Desde que los hombres son corteses, hijo mío, y te hago esta pequeña observación en el tiempo en que los hombres empiezan a dejar de serlo, las cosas empezaron a marchar, por el mundo adelante, mucho peor. Es una lástima, incluso, que esto sea así, pero esa es cuestión que no nos compete, Eliacim, no nos engañemos.

La cortesía es vicio costoso, hijo, al que, sin embargo, los hombres no quieren renunciar. Las épocas de la cortesía, Eliacim, suelen ser precursoras de las épocas del hambre, de los tiempos en que nacen ortigas y zarzas en las heladas axilas de los hombres.

Cuando empezaste a tener uso de razón, Eliacim, e incluso antes, yo procuré hacerte ver y respetar las más elementales reglas de la cortesía, aquellas que adornan a la juventud con su inútil fulgor. Tú, hijo mío, siempre fuiste dócil, esa es la verdad, y mi labor no me resultó penosa, aunque, a veces, la cumplía sin una gran fe.
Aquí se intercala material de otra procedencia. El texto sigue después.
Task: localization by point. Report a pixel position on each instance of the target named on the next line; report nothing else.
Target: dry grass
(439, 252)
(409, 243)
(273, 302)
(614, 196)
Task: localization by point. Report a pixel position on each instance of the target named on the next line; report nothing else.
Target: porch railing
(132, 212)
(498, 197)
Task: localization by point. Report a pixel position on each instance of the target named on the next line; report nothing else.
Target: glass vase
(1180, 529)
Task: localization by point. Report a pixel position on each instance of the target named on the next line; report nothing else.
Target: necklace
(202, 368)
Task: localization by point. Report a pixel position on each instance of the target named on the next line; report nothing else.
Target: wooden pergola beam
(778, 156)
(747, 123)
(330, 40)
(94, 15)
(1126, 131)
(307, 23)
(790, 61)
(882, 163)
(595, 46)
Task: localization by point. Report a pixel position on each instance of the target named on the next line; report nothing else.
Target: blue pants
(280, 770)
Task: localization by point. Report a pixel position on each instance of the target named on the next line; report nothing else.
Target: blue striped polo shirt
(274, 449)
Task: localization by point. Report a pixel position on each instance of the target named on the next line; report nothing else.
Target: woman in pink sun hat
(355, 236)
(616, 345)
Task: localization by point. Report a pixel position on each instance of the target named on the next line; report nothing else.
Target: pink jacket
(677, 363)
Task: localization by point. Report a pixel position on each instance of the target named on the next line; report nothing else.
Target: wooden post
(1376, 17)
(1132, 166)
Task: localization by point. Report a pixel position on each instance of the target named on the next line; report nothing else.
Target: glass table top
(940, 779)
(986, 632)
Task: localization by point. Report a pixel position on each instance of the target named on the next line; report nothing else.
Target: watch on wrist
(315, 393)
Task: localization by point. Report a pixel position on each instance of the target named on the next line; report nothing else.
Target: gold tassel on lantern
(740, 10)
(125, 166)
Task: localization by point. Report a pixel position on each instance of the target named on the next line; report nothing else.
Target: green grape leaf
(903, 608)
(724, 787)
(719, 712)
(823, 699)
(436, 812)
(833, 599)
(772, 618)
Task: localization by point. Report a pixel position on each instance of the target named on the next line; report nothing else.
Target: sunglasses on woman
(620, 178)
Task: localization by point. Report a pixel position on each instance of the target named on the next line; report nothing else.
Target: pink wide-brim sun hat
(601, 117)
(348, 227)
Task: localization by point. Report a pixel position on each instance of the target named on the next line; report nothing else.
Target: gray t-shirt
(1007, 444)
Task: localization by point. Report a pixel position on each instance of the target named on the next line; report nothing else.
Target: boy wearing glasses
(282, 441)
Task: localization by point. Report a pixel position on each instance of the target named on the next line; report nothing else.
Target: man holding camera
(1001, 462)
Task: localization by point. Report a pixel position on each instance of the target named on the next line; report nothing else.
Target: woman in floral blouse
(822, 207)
La cortesía, Eliacim, es como la flor de la hortensia o como el sabor de los más airosos peces de colores, aquellos que parecen pájaros escapados de un grabado japonés, un bellísimo fraude, un fraude que reluce tan estérilmente como los cielos estrellados.

Yo no quisiera ni por un momento, hijo, que echases en olvido las reglas de la cortesía, los usos de la cortesía. Tampoco, bien es cierto, es cosa ésta que te pida de rodillas o que te obligue a jurar.